韓国の尹大統領の勾留取り消し ソウル中央地裁、申し立て認める

韓国の尹錫悦大統領

 【ソウル共同】韓国のソウル中央地裁は7日、「非常戒厳」宣言を巡る内乱首謀罪で逮捕、起訴された尹錫悦大統領が申し立てた勾留取り消し請求を認める決定をした。捜査当局の手続きに問題があり、勾留期間が既に満了した状態で起訴されたと指摘した。尹氏が釈放される可能性が出てきた。検察が決定を不服として即時抗告すれば、高裁が再審査する。

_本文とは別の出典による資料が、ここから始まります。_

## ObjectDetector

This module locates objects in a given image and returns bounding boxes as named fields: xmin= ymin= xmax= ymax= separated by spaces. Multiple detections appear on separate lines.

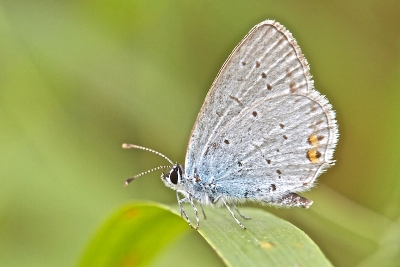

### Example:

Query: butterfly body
xmin=125 ymin=20 xmax=338 ymax=229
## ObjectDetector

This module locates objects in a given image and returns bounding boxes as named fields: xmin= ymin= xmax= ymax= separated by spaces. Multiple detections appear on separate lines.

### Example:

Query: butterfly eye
xmin=169 ymin=166 xmax=182 ymax=184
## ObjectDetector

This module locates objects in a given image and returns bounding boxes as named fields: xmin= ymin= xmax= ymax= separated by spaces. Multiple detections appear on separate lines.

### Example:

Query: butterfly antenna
xmin=124 ymin=166 xmax=171 ymax=186
xmin=122 ymin=143 xmax=174 ymax=166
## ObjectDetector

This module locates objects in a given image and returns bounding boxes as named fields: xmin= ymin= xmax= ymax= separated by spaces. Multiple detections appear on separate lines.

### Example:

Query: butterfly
xmin=123 ymin=20 xmax=339 ymax=230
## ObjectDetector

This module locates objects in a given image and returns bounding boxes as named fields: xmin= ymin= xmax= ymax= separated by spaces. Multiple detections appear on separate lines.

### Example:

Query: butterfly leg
xmin=176 ymin=191 xmax=200 ymax=230
xmin=221 ymin=197 xmax=246 ymax=230
xmin=200 ymin=204 xmax=207 ymax=220
xmin=232 ymin=203 xmax=251 ymax=220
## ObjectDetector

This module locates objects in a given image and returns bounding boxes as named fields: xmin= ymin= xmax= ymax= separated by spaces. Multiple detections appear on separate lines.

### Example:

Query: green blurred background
xmin=0 ymin=0 xmax=400 ymax=266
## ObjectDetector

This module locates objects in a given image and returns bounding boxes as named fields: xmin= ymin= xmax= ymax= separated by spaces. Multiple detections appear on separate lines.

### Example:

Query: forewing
xmin=185 ymin=21 xmax=337 ymax=195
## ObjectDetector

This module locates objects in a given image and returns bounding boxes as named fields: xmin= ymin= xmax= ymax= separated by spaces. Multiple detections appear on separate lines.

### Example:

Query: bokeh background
xmin=0 ymin=0 xmax=400 ymax=266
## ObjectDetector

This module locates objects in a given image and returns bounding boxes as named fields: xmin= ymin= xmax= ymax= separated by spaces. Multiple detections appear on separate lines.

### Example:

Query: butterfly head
xmin=161 ymin=164 xmax=184 ymax=190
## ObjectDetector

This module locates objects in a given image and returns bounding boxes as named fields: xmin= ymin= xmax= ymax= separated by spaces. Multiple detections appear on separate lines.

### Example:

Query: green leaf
xmin=81 ymin=202 xmax=332 ymax=266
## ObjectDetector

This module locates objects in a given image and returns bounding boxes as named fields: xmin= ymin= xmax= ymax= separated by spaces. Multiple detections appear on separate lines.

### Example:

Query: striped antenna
xmin=122 ymin=143 xmax=174 ymax=186
xmin=122 ymin=143 xmax=174 ymax=165
xmin=124 ymin=166 xmax=171 ymax=186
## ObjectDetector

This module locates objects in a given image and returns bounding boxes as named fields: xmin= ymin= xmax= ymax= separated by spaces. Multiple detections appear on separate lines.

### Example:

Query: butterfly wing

 尹氏の罷免の是非を判断する憲法裁判所の弾劾審判の決定が今月中旬にも見込まれる中、尹氏を擁護してきた保守勢力が勢いづくのは必至。政治の混迷が一層深まりそうだ。

 尹氏側は、勾留期限を過ぎた後の起訴であり、内乱罪の捜査権がない高官犯罪捜査庁(高捜庁)による不当逮捕などと主張していた。

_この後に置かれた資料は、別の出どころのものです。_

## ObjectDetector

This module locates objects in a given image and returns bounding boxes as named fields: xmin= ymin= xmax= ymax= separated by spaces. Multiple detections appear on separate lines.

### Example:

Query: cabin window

 勾留期限を巡っては、逮捕状審査で捜査当局の資料が裁判所に預けられている間は勾留期間に算入しないとの法規定がある。検察はこの期間を日付単位で計算したが、地裁は実際にかかった時間単位で算出すべきだったと指摘。身体の自由の原則を考慮すると「容疑者に有利となるように解釈するのが妥当だ」とした。